The performance of the three methods are reasonably consistent, as 14 out 
of the top 30 probable anomalies identified by these methods are common, 
represented by an asterisk (*) in Table 12.4. This similarity continues even if 
one goes beyond the top 30 time stamps. By looking closely at these top 100 
time stamps, one may find that there are some particular days and certain 
time chunks on these days which are more prone to anomaly. Such a pattern 
makes sense, as for most of engineering systems, random anomalies happen 
sparsely, while systematic anomalies take place in a cluster. 

These three methods work differently, especially since SOD is from another 
family of methods. In spite of their differences, they have returned similar 
results for the hydropower dataset.

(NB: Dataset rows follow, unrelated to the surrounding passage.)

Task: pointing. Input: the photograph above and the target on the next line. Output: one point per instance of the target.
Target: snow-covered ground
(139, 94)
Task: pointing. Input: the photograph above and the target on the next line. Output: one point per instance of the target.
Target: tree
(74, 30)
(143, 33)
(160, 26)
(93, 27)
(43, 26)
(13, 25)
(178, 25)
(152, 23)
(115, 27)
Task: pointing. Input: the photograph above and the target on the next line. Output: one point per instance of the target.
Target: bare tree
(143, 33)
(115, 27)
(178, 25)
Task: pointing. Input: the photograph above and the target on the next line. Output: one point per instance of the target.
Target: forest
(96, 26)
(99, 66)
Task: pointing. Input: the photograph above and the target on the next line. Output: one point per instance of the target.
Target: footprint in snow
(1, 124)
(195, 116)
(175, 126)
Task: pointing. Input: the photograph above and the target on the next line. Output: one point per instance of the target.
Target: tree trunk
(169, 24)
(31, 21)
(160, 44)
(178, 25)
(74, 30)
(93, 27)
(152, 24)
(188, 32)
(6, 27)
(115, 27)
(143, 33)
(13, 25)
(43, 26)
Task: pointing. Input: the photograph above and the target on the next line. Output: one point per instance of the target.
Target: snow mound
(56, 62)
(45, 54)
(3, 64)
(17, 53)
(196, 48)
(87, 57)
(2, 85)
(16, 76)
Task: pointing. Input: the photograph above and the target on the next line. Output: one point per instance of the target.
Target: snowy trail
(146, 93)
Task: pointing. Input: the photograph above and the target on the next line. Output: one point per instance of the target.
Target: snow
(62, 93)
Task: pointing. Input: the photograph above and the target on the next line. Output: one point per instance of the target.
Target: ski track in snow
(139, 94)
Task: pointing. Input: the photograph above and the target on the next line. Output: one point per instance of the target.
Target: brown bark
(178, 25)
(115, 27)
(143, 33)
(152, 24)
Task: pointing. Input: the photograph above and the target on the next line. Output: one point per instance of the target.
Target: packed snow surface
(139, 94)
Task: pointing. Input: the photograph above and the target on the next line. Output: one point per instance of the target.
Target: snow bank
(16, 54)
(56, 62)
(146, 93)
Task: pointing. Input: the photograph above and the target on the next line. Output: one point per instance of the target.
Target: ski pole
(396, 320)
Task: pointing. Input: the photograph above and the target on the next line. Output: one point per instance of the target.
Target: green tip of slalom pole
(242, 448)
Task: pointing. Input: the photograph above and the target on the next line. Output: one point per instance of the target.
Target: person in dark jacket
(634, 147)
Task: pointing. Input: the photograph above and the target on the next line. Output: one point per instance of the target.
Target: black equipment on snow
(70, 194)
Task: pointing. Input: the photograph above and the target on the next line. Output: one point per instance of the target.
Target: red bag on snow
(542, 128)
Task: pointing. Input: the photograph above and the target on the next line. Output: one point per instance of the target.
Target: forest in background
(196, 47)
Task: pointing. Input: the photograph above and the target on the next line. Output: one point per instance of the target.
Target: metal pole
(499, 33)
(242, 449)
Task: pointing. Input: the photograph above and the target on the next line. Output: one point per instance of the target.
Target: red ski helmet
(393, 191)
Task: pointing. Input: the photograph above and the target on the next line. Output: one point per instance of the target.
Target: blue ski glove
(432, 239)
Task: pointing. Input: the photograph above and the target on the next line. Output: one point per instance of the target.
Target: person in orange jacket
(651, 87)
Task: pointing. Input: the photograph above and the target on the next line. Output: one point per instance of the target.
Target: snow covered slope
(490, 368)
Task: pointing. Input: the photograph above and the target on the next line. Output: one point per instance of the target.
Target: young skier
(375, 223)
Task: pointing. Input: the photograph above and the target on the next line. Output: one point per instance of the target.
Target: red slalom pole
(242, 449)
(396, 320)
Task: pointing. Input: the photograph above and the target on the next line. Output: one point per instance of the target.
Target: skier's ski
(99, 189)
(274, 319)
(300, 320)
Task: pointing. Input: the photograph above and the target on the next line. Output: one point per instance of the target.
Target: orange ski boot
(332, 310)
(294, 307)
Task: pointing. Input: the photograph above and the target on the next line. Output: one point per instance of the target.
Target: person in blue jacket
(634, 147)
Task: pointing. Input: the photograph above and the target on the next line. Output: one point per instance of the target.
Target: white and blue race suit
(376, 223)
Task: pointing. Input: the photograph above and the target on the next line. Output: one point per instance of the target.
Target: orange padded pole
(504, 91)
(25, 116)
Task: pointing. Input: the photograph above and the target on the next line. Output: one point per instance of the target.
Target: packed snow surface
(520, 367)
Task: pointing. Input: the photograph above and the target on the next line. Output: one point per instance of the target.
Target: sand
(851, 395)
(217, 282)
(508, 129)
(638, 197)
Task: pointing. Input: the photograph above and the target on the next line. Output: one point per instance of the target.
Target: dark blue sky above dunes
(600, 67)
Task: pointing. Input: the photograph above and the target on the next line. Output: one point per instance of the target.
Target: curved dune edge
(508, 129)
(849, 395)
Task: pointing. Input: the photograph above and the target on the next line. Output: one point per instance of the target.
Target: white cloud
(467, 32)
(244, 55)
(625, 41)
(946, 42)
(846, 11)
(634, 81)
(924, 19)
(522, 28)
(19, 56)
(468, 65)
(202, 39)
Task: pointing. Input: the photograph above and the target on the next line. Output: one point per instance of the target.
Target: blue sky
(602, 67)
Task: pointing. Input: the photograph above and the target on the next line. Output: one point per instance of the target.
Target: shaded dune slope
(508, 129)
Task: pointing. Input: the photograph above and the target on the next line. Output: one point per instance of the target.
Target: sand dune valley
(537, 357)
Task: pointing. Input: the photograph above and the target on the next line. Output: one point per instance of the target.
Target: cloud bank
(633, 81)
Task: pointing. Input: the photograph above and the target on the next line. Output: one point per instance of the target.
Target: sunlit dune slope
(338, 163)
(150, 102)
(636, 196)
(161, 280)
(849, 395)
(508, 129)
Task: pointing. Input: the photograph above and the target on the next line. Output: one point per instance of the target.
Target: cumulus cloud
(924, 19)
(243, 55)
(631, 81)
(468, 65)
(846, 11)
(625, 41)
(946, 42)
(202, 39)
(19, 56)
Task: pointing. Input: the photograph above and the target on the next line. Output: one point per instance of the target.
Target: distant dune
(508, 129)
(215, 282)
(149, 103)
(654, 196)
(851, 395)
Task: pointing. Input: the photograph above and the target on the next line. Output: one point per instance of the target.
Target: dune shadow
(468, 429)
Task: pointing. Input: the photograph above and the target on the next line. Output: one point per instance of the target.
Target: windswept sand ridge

This serves as a way to cross validate the 
detection outcomes while the true anomalies are unknown. 

The three methods do have differences in their detection outcomes. The 
LOF method completely misses the 4th of July time stamps, although almost 
half of the 100 top anomaly-prone time stamps returned by both SOD and 
LoMST methods belong to that day. Ahmed et al. [4] investigate the issue 
and find that most of the time stamps in July correspond to low active power, 
whereas the time stamps from the 4th of July are marked with abnormally 
high active power. The rest of the attributes behave almost identically as other 
days of July. When the number of attributes increases, the nearest neighbor- 
hood methods usually fall short of detecting anomalies if abnormal values only 
happen to one or a few dimensions. This is where the subspaces method can do 
better (assuming that the abnormal value subspace is successfully identified). 
It is therefore not surprising to see that SOD detects these anomalies cor- 
rectly. It is also encouraging to see that LoMST is capable of detecting these 
anomalies as well, even though LoMST is a neighborhood-based method. On 
the other hand, LOF and LoMST, being local methods, successfully identified 
point anomalies on the 16th of April, whereas the SOD method fails to identify 
them. In a nutshell, the LoMST method attains the merit of subspace-based 
methods without losing the benefits of local neighborhood-based methods. 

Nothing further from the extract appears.